HealthDay News — Artificial sweeteners may help people reach and maintain a healthy body weight, as long as those who use them do not compensate for the calories cut by consuming more high calorie foods, the American Heart Association and the American Diabetes Association announced in a joint scientific statement.
“Smart use of non-nutritive sweeteners could help you reduce added sugars in your diet, therefore lowering the number of calories you eat,” study researcher Christopher Gardner, PhD, of Stanford University in Palo Alto, Calif., said in a statement.
Because high dietary sugar intake has been linked with heart disease and diabetes, reducing sugar intake through the use of artificial sweeteners could cut individual’s risk for these diseases, he added.
To exam the role of artificial sweeteners in added sugar intake, Gardner and colleagues performed a literature review and analysis of studies that looked at the non-nutritive sweeteners aspartame, acesulfame-K, neotame, saccharin, sucralose and stevia.
The researchers noted that few studies focused on the specific role of nonnutritive sweeteners as a replacement for added sugars in the diet, and that the majority pertain to its effects on outcomes such as obesity and cardiovascular disease.
But the overall findings are inconclusive, with some studies showing that nonnutritive sweetener use resulted in unwanted outcomes, such as obesity. This is likely due to reverse causation, in which those who use the sweeteners do so because they are already overweight, the researchers suggested.
Existing data also suggest that partial compensation occurs among those who consume artificial sweeteners, for example opting to drink more diet soda or indulge in dessert later. Further research into the mechanisms of potential NNS effects would facilitate and complement research in the area of energy compensation.

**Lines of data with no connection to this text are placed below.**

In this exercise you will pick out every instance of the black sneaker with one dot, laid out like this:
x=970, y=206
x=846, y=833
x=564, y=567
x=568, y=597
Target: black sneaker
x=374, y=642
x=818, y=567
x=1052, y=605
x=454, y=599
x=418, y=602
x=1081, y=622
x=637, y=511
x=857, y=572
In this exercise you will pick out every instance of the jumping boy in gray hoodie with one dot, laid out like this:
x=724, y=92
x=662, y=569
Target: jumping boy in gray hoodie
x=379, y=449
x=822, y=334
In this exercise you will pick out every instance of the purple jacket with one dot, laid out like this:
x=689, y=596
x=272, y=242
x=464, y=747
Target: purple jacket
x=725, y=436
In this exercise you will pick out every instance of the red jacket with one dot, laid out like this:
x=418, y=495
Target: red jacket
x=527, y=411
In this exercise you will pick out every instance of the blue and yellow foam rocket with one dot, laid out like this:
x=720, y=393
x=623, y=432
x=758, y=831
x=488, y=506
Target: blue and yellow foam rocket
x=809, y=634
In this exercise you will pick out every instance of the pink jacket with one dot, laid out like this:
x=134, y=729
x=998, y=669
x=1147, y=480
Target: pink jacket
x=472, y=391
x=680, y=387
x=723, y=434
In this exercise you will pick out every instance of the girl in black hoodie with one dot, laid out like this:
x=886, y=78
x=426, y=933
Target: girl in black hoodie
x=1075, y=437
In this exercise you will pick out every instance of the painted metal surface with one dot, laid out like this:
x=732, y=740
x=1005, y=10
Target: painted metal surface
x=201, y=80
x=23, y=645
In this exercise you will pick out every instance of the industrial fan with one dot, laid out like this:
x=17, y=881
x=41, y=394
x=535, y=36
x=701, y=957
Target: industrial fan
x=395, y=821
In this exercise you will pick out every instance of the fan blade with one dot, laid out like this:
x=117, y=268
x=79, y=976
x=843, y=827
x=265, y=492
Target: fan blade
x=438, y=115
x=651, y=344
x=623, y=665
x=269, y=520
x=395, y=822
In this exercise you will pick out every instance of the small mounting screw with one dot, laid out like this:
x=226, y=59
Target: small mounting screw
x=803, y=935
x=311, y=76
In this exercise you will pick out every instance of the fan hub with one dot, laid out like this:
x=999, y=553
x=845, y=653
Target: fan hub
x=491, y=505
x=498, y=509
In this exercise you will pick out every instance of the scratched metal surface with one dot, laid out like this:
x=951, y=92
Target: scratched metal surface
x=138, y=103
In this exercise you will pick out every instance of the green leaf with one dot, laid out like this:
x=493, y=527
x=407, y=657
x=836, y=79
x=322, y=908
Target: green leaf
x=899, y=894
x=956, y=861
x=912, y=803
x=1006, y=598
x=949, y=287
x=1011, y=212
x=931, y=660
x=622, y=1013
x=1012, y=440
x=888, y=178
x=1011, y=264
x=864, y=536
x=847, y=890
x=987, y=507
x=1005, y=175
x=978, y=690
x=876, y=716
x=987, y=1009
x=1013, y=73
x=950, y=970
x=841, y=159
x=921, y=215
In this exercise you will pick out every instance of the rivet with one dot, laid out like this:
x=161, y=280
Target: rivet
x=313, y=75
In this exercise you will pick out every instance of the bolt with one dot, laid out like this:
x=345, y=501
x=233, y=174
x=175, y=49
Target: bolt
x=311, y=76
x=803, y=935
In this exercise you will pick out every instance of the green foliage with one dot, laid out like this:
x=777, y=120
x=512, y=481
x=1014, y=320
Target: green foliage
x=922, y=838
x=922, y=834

In general, NNS do not seem to affect glycemic response in individuals with diabetes, but clinical trials are needed to determine the long-term effect on body weight regulation and glycemic control.
The evidence reviewed suggests that, when used judiciously, NNS could facilitate reductions in added sugars intake, thereby resulting in decreased total energy and weight loss/weight control, and promoting beneficial effects on related metabolic parameters,” the researchers concluded. “However, these potential benefits will not be fully realized if there is a compensatory increase in energy intake from other sources.”
Furthermore, they emphasized the importance of considering nonnutritive sweetener-use in the context of an individual’s overall diet.